Discontent has worsened in recent weeks as the cash-strapped country stopped receiving fuel shipments, forcing school closures and rationing of petrol and diesel for essential services.

Colombo: Thousands of protesters in Sri Lanka have broken through police barricades and stormed the president’s residence and office in one of the largest anti-government marches in the crisis-hit country this year.
Some protesters, holding Sri Lankan flags and helmets, broke into President Gotabaya Rajapaksa’s residence in capital Colombo, video footage from local TV news channels showed on Saturday.
Troops fired in the air to prevent angry crowds from overrunning the President’s House, reports said, adding that the beleaguered 73-year-old leader has been moved to a secure but undisclosed location.
Prime Minister Ranil Wickremesinghe has called an emergency meeting of political party leaders amid growing anger over the government’s handling of an economic crisis.
Wickremesinghe also requested the speaker to summon parliament, a statement from the prime minister’s office said.
Many in the island nation of 22 million people blame the country’s decline on Rajapaksa. Largely peaceful protests since March have demanded his resignation.
Sri Lanka is struggling under a severe foreign exchange shortage that has limited essential imports of fuel, food and medicine, plunging it into the worst financial turmoil in 70 years.
Months of protests have nearly dismantled the Rajapaksa political dynasty that has ruled Sri Lanka for most of the past two decades.
One of Rajapaksa’s brothers resigned as prime minister last month, and two other brothers and a nephew quit their cabinet posts earlier.
Wickremesinghe took over as prime minister in May and protests temporarily waned in the hope he could find cash for the country’s urgent needs. But people now want him to resign as well, saying he has failed to fulfil his promises.
Police imposed a curfew in Colombo and several other main urban areas on Friday night but withdrew it on Saturday morning amid objections by lawyers and opposition politicians who called it illegal.
Despite a severe shortage of fuel that has stalled transportation services, demonstrators packed into buses, trains and trucks from several parts of the country to reach Colombo to protest against the government’s failure to protect them from economic ruin.

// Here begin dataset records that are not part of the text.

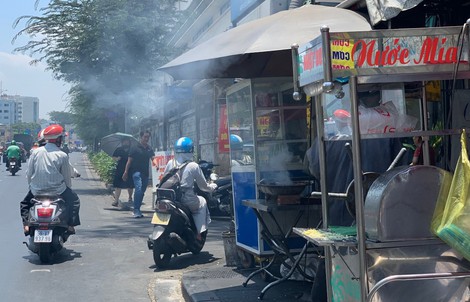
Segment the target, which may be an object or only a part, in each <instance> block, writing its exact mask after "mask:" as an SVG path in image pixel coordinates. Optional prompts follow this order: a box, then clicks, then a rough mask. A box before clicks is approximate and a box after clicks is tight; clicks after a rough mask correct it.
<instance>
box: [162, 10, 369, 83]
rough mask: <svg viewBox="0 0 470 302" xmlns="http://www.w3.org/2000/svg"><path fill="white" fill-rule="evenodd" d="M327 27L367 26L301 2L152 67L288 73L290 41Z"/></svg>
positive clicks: (215, 73) (334, 30)
mask: <svg viewBox="0 0 470 302" xmlns="http://www.w3.org/2000/svg"><path fill="white" fill-rule="evenodd" d="M323 25H327V26H328V27H329V28H330V30H331V31H332V32H341V31H348V32H349V31H368V30H371V26H370V24H369V22H368V21H367V20H366V19H365V18H363V17H362V16H361V15H359V14H358V13H356V12H353V11H351V10H348V9H342V8H337V7H327V6H322V5H304V6H302V7H299V8H295V9H290V10H285V11H281V12H278V13H276V14H273V15H270V16H267V17H264V18H261V19H257V20H254V21H250V22H247V23H244V24H242V25H240V26H237V27H235V28H232V29H230V30H228V31H226V32H223V33H220V34H218V35H216V36H214V37H212V38H210V39H209V40H207V41H205V42H202V43H201V44H199V45H197V46H196V47H194V48H193V49H191V50H189V51H187V52H185V53H183V54H182V55H181V56H179V57H177V58H175V59H174V60H173V61H171V62H169V63H167V64H166V65H164V66H162V67H160V68H158V69H159V70H160V71H164V72H166V73H169V74H170V75H171V76H173V78H174V79H178V80H180V79H211V78H258V77H279V76H292V53H291V45H292V44H294V43H297V44H299V45H302V44H305V43H308V42H310V41H311V40H313V39H315V38H316V37H318V36H319V35H320V28H321V27H322V26H323Z"/></svg>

Discontent has worsened in recent weeks as the cash-strapped country stopped receiving fuel shipments, forcing school closures and rationing of petrol and diesel for essential services.
Sampath Perera, a 37-year-old fisherman, took an overcrowded bus from the seaside town of Negombo, 40km (25 miles) north of Colombo, to join the protest.
“We have told Gota over and over again to go home but he is still clinging onto power. We will not stop until he listens to us,” Perera said.
In April, Sri Lanka announced it is suspending repaying foreign loans due to a foreign currency shortage. Its total foreign debt amounts to $51bn of which it must repay $28bn by the end of 2027.
The economic crisis has led to a heavy shortage of essentials like fuel, cooking gas and medicines, forcing people to stand in long lines to buy limited supplies.